ALA 2008 conference notes: ALCTS FRBR Interest Group

June 27th, 2008 by Galen Charlton

This morning I went to the meeting of the FRBR Interest Group at the American Library Association (ALA) conference in Anaheim, California. For those who like lots of acronyms, the interest group is a part of the Association for Library Collections and Technical Services (ALCTS), a division of ALA.

There were two invited speakers. The first, John Espley from VTLS, discussed a couple projects that VTLS has started to promote FRBR and VTLS’s implementation of it in their Virtua ILS. The first, “Try FRBR, You’ll Like It!”, offers existing VTLS customers the chance to send a small sample of MARC bib records and see how they look after FRBRization.

The second project is of more interest to non-VTLS customers. VTLS has started an experiment to offer Virtua’s FRBRization tools in the form of software as a service (SaaS). A library would send VTLS an extract of all of their bib records. VTLS would then determine which subset of the records would most benefit from FRBRization, then create a Virtua database with the FRBRized set of bibs. The library could then set up their OPAC to link from bib records to the work-sets stored in the Virtua database. That would allow a patron to find a bib for a paperback edition of Tom Sawyer and click on a link to see a list of all editions of that work that the library has. From the work-set page, the patron could in turn travel to one of the individual bibs.

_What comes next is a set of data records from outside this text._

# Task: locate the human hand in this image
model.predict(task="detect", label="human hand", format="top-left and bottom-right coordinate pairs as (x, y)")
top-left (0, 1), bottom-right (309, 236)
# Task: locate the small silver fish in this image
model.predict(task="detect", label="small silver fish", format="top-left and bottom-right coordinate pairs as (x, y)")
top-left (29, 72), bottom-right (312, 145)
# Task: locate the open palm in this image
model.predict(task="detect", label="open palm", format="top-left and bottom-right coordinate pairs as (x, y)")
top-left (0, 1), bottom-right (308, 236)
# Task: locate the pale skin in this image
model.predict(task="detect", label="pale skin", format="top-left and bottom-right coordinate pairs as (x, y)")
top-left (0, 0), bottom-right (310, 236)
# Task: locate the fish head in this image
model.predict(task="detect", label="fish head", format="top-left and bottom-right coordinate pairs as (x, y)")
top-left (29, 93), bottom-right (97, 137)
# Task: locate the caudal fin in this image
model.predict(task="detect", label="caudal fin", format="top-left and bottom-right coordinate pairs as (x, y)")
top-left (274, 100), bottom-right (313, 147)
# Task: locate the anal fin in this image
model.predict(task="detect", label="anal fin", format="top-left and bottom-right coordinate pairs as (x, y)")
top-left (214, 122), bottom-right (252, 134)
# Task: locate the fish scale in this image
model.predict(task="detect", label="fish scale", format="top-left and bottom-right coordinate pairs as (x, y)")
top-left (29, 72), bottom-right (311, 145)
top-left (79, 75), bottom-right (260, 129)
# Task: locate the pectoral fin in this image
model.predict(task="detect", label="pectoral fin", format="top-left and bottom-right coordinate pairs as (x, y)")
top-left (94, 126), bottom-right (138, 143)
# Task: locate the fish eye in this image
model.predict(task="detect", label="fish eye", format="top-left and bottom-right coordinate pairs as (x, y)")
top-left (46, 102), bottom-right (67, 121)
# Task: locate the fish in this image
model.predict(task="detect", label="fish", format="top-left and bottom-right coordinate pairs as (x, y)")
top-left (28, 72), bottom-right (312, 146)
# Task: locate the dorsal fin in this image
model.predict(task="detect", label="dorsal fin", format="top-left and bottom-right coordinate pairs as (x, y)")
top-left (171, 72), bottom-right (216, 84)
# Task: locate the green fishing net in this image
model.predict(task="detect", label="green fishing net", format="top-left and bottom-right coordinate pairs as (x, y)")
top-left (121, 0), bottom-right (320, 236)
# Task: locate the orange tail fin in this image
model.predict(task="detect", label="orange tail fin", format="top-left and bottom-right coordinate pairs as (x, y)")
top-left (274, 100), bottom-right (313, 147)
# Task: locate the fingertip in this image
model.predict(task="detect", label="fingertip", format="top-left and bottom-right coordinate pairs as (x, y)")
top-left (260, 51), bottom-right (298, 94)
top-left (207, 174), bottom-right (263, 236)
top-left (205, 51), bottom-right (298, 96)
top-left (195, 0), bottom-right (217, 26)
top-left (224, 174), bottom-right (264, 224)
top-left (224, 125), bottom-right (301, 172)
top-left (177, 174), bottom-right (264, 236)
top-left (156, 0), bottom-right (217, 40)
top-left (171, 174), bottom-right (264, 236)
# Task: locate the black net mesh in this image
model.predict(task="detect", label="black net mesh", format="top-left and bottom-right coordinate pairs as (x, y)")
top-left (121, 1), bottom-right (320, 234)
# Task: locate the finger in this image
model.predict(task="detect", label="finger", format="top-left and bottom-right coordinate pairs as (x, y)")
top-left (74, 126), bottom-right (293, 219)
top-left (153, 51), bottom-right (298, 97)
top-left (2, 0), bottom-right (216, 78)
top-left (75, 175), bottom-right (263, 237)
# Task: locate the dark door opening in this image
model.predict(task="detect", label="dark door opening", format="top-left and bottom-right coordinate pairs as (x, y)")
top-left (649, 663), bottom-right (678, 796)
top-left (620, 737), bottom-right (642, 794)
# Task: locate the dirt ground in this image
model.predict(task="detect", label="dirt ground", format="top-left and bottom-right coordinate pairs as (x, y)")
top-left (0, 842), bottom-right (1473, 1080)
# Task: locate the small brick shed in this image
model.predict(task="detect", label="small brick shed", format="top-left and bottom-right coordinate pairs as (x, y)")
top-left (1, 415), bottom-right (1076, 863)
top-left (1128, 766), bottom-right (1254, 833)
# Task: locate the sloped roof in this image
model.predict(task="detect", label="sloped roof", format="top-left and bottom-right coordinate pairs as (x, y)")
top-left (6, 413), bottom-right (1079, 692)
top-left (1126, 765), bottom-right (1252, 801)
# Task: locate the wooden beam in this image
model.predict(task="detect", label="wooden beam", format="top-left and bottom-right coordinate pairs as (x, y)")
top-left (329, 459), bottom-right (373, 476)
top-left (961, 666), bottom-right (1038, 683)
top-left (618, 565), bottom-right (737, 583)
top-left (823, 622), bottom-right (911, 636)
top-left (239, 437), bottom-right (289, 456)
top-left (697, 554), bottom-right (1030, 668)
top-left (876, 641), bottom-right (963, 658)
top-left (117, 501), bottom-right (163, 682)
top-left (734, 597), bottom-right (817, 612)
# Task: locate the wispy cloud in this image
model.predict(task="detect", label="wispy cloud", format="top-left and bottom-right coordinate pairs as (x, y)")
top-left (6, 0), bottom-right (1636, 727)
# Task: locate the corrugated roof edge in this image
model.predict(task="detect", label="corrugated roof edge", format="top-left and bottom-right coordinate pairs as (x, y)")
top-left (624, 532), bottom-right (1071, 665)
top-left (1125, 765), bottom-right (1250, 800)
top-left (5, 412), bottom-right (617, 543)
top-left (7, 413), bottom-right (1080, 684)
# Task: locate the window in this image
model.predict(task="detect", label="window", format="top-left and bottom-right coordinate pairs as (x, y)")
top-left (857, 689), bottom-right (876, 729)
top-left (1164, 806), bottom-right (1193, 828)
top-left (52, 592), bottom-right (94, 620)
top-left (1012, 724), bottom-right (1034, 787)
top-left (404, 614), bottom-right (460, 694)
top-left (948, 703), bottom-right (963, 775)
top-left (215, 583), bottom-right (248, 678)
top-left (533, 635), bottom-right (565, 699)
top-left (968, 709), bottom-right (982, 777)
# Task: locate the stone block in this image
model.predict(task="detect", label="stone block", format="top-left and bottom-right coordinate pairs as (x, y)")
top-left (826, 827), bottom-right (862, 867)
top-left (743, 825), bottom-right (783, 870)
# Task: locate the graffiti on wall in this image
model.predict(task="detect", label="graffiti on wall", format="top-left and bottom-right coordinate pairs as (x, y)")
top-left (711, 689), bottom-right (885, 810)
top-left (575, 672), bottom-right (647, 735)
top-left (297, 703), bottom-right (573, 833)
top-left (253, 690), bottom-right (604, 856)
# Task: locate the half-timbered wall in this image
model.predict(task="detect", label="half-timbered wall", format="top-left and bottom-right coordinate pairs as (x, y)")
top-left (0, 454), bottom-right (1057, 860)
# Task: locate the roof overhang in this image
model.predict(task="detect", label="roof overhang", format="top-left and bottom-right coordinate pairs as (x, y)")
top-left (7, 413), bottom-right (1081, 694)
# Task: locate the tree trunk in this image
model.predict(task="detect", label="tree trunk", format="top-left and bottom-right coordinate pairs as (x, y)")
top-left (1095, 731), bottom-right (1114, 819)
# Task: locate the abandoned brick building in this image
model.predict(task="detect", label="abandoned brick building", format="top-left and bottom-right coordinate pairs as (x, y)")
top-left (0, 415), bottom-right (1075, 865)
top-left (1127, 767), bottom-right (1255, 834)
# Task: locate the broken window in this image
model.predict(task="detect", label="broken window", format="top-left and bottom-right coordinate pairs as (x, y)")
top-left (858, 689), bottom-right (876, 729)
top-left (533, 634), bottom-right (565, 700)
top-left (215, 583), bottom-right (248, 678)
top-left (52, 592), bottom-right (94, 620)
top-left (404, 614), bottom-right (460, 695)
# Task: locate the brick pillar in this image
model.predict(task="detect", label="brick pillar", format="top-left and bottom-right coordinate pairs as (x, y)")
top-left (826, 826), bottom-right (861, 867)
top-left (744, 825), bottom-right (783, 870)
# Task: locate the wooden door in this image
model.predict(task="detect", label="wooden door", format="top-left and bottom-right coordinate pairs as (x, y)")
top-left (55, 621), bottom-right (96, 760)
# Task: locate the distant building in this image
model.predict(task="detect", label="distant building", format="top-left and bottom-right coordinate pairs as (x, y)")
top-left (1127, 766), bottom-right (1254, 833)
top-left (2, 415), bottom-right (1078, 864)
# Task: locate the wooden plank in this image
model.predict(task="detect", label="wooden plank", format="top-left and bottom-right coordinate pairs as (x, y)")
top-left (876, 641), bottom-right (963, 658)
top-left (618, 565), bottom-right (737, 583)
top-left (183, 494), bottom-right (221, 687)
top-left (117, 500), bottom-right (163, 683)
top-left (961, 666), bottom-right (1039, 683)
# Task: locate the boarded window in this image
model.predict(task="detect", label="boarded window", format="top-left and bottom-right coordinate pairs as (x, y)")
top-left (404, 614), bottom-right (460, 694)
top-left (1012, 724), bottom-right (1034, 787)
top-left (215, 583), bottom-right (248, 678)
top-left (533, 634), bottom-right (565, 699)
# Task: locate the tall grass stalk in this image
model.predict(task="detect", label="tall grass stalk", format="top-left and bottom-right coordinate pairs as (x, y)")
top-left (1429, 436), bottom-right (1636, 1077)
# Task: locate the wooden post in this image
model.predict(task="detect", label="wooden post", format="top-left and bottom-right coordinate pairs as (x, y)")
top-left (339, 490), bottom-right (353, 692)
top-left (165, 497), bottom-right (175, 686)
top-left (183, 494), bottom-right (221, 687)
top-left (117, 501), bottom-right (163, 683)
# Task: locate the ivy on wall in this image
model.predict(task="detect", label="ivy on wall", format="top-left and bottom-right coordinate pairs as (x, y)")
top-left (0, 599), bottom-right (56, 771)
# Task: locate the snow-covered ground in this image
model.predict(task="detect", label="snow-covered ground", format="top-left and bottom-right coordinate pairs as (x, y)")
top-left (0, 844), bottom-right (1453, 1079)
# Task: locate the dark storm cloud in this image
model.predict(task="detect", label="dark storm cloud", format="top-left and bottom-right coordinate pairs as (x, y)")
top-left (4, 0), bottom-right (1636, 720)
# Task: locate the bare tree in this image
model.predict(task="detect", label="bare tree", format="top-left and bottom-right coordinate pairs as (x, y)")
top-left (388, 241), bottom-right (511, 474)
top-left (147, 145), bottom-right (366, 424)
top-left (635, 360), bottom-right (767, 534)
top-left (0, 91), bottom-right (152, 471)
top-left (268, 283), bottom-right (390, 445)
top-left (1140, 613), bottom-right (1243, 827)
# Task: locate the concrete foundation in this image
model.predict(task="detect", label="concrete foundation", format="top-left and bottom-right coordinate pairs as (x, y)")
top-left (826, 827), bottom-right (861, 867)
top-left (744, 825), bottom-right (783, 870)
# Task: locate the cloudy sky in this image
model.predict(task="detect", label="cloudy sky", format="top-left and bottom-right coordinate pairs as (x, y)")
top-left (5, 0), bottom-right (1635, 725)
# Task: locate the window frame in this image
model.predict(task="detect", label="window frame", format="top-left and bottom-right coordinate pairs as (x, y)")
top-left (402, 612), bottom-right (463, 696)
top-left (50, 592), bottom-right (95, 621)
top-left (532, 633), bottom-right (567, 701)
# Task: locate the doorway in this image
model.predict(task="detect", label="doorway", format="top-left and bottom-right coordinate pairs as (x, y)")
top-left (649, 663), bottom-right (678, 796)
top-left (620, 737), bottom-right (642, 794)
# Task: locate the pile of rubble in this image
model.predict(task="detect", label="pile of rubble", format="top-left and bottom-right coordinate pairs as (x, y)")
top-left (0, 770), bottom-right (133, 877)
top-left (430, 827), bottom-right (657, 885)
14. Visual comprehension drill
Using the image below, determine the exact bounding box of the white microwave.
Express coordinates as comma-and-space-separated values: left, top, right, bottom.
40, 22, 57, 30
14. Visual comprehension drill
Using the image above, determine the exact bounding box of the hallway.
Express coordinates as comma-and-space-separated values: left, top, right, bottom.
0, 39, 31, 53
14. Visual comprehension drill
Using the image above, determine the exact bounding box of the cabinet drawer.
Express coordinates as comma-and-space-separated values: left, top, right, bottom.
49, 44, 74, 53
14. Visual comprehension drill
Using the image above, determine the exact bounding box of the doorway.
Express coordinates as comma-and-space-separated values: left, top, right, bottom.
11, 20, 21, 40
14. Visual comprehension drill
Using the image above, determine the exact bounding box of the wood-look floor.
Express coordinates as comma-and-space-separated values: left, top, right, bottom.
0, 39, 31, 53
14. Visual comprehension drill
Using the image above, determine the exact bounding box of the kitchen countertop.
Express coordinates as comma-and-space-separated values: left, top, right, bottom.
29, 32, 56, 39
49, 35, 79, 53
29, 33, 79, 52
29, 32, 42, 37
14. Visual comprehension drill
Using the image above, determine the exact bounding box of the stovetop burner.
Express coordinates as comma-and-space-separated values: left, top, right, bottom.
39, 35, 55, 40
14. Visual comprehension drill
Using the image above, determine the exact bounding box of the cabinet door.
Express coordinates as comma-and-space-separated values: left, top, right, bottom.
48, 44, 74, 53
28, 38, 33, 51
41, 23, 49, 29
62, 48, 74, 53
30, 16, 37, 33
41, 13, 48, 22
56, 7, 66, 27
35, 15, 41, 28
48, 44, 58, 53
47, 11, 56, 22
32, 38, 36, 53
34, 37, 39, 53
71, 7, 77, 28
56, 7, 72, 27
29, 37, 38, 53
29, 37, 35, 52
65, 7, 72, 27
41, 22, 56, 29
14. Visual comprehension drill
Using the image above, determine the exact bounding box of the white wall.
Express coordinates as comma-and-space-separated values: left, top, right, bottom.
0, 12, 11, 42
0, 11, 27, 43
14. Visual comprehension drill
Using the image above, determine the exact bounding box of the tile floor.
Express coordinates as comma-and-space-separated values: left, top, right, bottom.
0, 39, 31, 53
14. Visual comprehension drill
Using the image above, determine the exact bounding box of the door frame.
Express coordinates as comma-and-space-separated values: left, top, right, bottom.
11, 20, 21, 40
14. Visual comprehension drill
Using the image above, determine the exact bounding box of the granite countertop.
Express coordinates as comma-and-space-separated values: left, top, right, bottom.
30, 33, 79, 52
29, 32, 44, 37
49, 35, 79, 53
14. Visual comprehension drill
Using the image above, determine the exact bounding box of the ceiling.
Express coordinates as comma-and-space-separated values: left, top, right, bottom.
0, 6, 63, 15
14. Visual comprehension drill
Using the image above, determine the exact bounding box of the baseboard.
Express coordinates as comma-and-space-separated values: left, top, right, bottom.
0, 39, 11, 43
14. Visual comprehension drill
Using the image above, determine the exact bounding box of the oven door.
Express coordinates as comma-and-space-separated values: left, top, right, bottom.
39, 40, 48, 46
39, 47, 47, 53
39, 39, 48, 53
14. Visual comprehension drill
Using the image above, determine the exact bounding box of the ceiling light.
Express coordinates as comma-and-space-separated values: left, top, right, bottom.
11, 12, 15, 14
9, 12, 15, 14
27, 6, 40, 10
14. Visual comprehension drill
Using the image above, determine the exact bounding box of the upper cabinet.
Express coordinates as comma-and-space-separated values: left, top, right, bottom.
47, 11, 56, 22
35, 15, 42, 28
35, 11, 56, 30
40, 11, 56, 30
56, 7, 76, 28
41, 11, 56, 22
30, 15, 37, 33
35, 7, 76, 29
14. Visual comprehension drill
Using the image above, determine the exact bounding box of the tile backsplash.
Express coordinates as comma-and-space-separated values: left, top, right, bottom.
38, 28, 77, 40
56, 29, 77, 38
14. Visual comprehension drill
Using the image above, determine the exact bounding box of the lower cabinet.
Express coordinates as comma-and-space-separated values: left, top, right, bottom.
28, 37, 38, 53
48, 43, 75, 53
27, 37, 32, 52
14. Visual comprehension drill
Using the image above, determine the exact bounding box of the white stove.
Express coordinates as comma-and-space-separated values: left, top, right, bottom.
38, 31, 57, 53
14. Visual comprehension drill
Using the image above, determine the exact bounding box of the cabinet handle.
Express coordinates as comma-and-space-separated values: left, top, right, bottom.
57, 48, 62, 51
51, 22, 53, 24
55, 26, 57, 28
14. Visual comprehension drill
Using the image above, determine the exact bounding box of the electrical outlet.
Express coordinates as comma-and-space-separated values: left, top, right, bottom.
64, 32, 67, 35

VTLS has a prototype of this service working for one of their Virtua customers, but they intend for the service to work with any ILS. The prototype seems to be quite new — Espley mentioned that it was set up in the past week or so — and during the question and answer session, Espley and the audience identified a number of issues for VTLS to work through. One issue is improving their automated FRBRization tools, as Espley said that some manual cleanup was needed to group together expressions in the prototype and create higher-level entities that VTLS calls “superworks” (under FRBR rules, the book and movie versions of Tom Sawyer are two separate works — a “superwork” puts the two works under a single Tom Sawyer concept). Another is keeping the FRBRized database up to date as the library adds and updates their bib records.

VTLS’s FRBRization service is an interesting idea, and it could complement services such as xISBN and ThingISBN by offering a FRBRization that is customized to a library’s specific collection. I applaud VTLS for undertaking the experiment. Of course, I have concerns about the openness of such a service, and encourage VTLS to think about keeping the service as open as their business model permits, including:

  • Making sure that any web service APIs related to the FRBR service are fully documented so that their customers (and others!) can easily build mashups.
  • Making sure that there are no restrictive licensing terms that would prevent a library from contributing changes they make to improve the FRBRization back to the library community.
  • Publishing details of the VTLS FRBRization algorithm, in particular, to describe how and why it may differ from the OCLC FRBR work-set algorithm.
  • Contributing any bib record enhancement that VTLS may do as part of the service (e.g., by adding uniform title headings) to the library community.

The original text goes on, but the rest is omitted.